Stephen Kovats: Sometimes it is hard to know about the individual maker/organization in different local contexts at the beginning. Sometimes expectations are extremely high and when those expectations are not met, there might be disappointment. However, that’s more of a rare phenomenon. The vast majority of mobility /networking schemes I have been involved with have been completely satisfactory in the end and I want to be able to do more! The limiting factors are time and money. It does take a lot of organization and research into things that are often logistically complex and bureaucratic (e.g., dealing with visas). Often funds become available to allow somebody to go somewhere, but the back-end work that we have to do to make this happen is often massive (laughs).
Enabling complicated mobility would help us. But we don’t take “no” as an answer! We have never, ever failed in enabling anybody going from A to B under any circumstances. It is almost always an extreme amount of work though, that doesn’t usually get paid.
What does mobility mean during these pandemic times? Should we continue to invest in this field? Given our travel restrictions, how can we continue to develop and strengthen our networks, if we can’t meet in person?
Stephen Kovats: Of course, we hope that this pandemic is an anomaly but in our work we actually often deal with such extreme situations … pandemic is also a form of conflict situation. This was the first time that something like this has touched us in Europe. In a certain sense it has a positive side, as it makes us as Europeans realize that we are just the same as anybody elsewhere on the planet. No one is, excuse me for using the word, “immune”, to these kinds of things happening. We have seen Ebola in Africa and other extremely horrendous things in other places – and have been lucky for the most part to have been spared. When this happens though, and our mobility is affected, it gives us the opportunity to test the knowledge sharing systems that we talk about and work on all the time when we are mobile. Being restricted in mobility we have to put all our theory into practice.
“This is the ultimate test for the kind of knowledge sharing and access to skills and information work that we do. This is the content of the work. Mobility is, let’s say, the vehicle of interaction for that.”
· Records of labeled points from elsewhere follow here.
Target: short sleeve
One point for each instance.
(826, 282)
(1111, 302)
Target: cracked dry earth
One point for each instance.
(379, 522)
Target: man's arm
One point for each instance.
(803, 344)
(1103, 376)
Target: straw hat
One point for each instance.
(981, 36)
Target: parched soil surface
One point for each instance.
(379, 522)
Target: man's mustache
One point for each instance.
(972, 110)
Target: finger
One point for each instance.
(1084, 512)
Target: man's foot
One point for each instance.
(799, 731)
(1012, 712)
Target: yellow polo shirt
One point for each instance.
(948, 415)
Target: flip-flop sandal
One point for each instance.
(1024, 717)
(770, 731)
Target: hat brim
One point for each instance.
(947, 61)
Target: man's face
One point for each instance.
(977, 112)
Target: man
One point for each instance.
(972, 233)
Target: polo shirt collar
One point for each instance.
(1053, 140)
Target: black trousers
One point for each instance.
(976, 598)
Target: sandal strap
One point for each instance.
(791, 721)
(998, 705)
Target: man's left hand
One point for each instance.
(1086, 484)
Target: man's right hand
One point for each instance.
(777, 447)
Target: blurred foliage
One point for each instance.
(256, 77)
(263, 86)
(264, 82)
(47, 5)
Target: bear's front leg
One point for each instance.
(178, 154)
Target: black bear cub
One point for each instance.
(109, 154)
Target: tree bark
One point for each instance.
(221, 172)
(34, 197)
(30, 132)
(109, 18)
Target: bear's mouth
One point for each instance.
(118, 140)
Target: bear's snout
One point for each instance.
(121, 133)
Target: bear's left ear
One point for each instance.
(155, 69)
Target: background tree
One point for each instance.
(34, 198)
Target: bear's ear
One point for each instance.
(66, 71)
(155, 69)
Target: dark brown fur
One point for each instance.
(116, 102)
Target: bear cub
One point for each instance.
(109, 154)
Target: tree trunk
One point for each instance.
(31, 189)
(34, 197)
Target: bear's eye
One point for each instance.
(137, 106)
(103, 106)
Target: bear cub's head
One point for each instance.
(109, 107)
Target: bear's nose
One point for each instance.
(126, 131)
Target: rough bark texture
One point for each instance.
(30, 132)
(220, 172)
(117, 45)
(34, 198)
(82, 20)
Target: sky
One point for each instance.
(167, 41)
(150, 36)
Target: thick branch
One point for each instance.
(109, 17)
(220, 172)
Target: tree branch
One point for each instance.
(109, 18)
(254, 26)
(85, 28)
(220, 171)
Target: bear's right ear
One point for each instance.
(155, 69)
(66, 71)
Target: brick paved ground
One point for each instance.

For now, we have suspended all intercontinental and inter-regional travel in our work. We are not exchanging people until it is safe enough to do so. Even if it is legally or technically possible for a person to move from one place to another right now, we refuse. We don’t want the virus to spread! We have to turn the situation inside out and have a look at the other extreme: How can we put what we’ve learned into different forms of mobility that allow us to stay home. Getting better at secure communications, sharing information and without allowing governments or agents of conflict to access your information come into focus, so learning about and practicing data privacy and personal digital security in conflict situations all take on new meaning.